What starts as a talking point can become a fundraising deal-breaker.
We saw it with ESG (environmental, social and governance issues). The idea that non-financial impact should be a considered and documented part of investment decision-making has taken a long time to take root.
“In the early days […] investors wanted the highest rate of return and didn’t put any pressure on the firms in terms of environmental issues [and] jobs offshoring,” as Carlyle’s David Rubenstein told PEI back in 2016.
But taken root it now has. A large cohort of private equity investors (33 percent, according to our LP Perspectives survey last year) always includes ESG as part of their manager due diligence processes.
Those who work in this area often refer to the private equity industry as being on a “journey” in terms of ESG. The first steps involve thought-leading institutional investors (asset owners) discussing it. Some prescient GPs join the conversation. Formalised forums and events are convened, lobbying groups and associations join the dialogue. Specialists are hired at both GPs and LPs. Guidelines are drawn up and boxes added to due diligence questionnaires.
Or to put it another way: the conversation moves from “why should we do this?” to “how can we do this?”

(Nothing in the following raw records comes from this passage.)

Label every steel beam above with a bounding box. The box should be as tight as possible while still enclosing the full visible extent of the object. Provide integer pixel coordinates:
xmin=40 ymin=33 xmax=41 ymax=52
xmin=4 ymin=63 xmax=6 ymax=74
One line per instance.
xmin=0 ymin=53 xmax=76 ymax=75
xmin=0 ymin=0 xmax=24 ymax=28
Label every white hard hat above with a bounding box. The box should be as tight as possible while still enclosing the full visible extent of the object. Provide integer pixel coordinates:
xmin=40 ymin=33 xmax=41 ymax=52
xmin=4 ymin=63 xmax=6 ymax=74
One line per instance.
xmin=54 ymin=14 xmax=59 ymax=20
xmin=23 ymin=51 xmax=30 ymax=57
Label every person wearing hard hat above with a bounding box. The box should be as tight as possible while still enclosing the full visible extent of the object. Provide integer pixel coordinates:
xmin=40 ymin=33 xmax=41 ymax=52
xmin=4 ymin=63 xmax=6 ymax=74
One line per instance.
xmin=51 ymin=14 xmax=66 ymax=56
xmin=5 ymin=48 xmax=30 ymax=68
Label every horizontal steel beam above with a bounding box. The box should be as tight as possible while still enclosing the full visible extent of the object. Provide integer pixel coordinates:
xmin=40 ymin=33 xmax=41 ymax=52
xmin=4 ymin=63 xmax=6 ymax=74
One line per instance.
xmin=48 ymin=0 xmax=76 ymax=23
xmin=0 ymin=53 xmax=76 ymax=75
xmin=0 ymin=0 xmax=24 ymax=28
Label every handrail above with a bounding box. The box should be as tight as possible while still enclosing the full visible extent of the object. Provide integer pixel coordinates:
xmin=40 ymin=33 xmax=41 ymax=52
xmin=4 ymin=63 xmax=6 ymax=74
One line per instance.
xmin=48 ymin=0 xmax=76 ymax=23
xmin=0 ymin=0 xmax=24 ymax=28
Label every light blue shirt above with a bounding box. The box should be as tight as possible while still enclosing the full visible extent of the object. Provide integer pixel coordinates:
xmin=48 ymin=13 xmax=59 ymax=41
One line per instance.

And so it is set to play out with the issue of diversity and inclusion among private equity firms.
The discussion stage is well and truly underway. It is a topic that will be front-and-centre at our upcoming Women In Private Equity Forum in London.
As Cambridge Associates head of private markets Andrea Auerbach reinforced to us recently, asset owners are thinking about how to bake it into their investment decision process.
Carlyle has taken the notable step of hiring a chief diversity officer from BlackRock. Carlyle co-chiefs Kewsong Lee and Glenn Youngkin described a diverse and inclusive culture as “a competitive advantage”.
A deficit in workplace diversity contributed to heavyweight managers Blackstone Group and Brookfield Asset Management being passed up for a $50 million infrastructure allocation by the $10.8 billion Chicago Teachers’ Pension Fund in June, sister publication Infrastructure Investor reported.
One blue chip GP told me that at a recent meeting of its biggest LPs, diversity and inclusion was one of only two agenda items LPs insisted on. Unsurprisingly, that same GP is currently working on a number of steps – including training for the firm’s leadership, as this represents a cultural step change – to create a more balanced and diverse team.
Now the Institutional Limited Partners Association, the body that represents more than $2 trillion in investor capital, has the issue well and truly in its sights and has expanded its due diligence questionnaire to include general partner-level diversity issues.
Diversity and inclusion is becoming a real issue for private equity firms, whether they know it or not. As with other areas of financial services, women are under-represented at senior levels. Only 17 percent of Carlyle’s managing directors and partners are women. In Blackstone’s UK operations, men earn 30 percent more than women on an hourly basis. Are other firms likely to be any different?
Undoubtedly there are GPs that – behind closed doors – question the value of monitoring and reporting ESG issues, yet investor demand has pushed them to do so. Expect the same to happen with diversity and inclusion.